День или два спустя, ближе к вечеру, когда закат окрасил небо над кронами деревьев в красный цвет, я услыхал, как к дому подъехала машина. Хлопнула дверца, и, пока я добирался до слухового окна, кто-то успел скрыться в доме. Раньше я никогда не видел этой машины — глянцево-черного «мерседеса» последней модели. Солнце давно закатилось, в доме горели все лампы, а машина все еще стояла на месте. Я периодически подходил к окну и ее видел. Кем бы он ни был — а в том, что это мужчина, я не сомневался, — ясно, что его оставили ужинать.

В темноте — луны не было — я прокрался к окну столовой. Шторы задернули — что она пыталась скрыть? — хотя не плотно, небольшой зазор оставался. Встав на цыпочки и заглянув в комнату, я увидел его спину и затылок, а через стол, напротив, — сияющую улыбкой жену, которая поднимала бокал, видимо, в знак одобрения его слов. Слышны были голоса девочек. Собравшаяся за ужином семья прекрасно проводила время с гостем — каким-то особым, не известным мне гостем.

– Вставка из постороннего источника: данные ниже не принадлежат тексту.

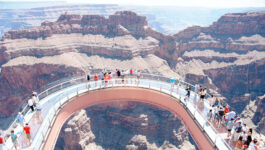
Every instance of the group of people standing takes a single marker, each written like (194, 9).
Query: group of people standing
(33, 104)
(106, 76)
(237, 132)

До конца застолья я топтался под окном. Расходиться они не спешили. Кофе и десерт Диана, как всегда, подала в гостиной, и я рванул туда и снова увидел его спину. Костюмчик у него был отменный, волосы с проседью хорошо уложены. Ростом не высок, но крепкий, на вид сильный. Я его не знал: он не был ни моим сослуживцем, ни одним из наших общих друзей, заглядывавшихся на Диану. Может, она недавно с ним познакомилась? Я намерен был продолжать наблюдение, дабы удостовериться, что после ужина он не задержится. Раз дети дома, этой парочке, конечно, ничего не светит. Тем не менее я продолжал торчать у окна, хотя ночь выдалась холодная и я начал замерзать. И вот он наконец соизволил убраться. Пока ему подавали пальто, я обежал вокруг дома и занял позицию на углу, откуда просматривалась подъездная дорожка. Сфокусировав взгляд на лобовом стекле автомобиля, я, как только он сел в освещенный салон, отчетливо увидел его лицо — это был мой бывший лучший друг Дирк Ричардсон, мужчина, у которого в прошлой жизни я увел Диану.

Последующие дни были полны забот. Растопив снег, я тщательно помылся и вытерся полотенцем «от Сондервана», подарком Герберта и Эмили. Из верхнего ящика сломанного секретера достал бумажник. В нем были все наличные, с которыми я вернулся домой в тот вечер, когда столкнулся с енотом, все мои кредитки, карточка социального страхования и водительское удостоверение. Отыскал я и чековую книжку, и ключи от дома и машины — полный набор среднестатистического гражданина. Затем пробрался в деловую часть городка, срезав путь через задний двор Сондервана.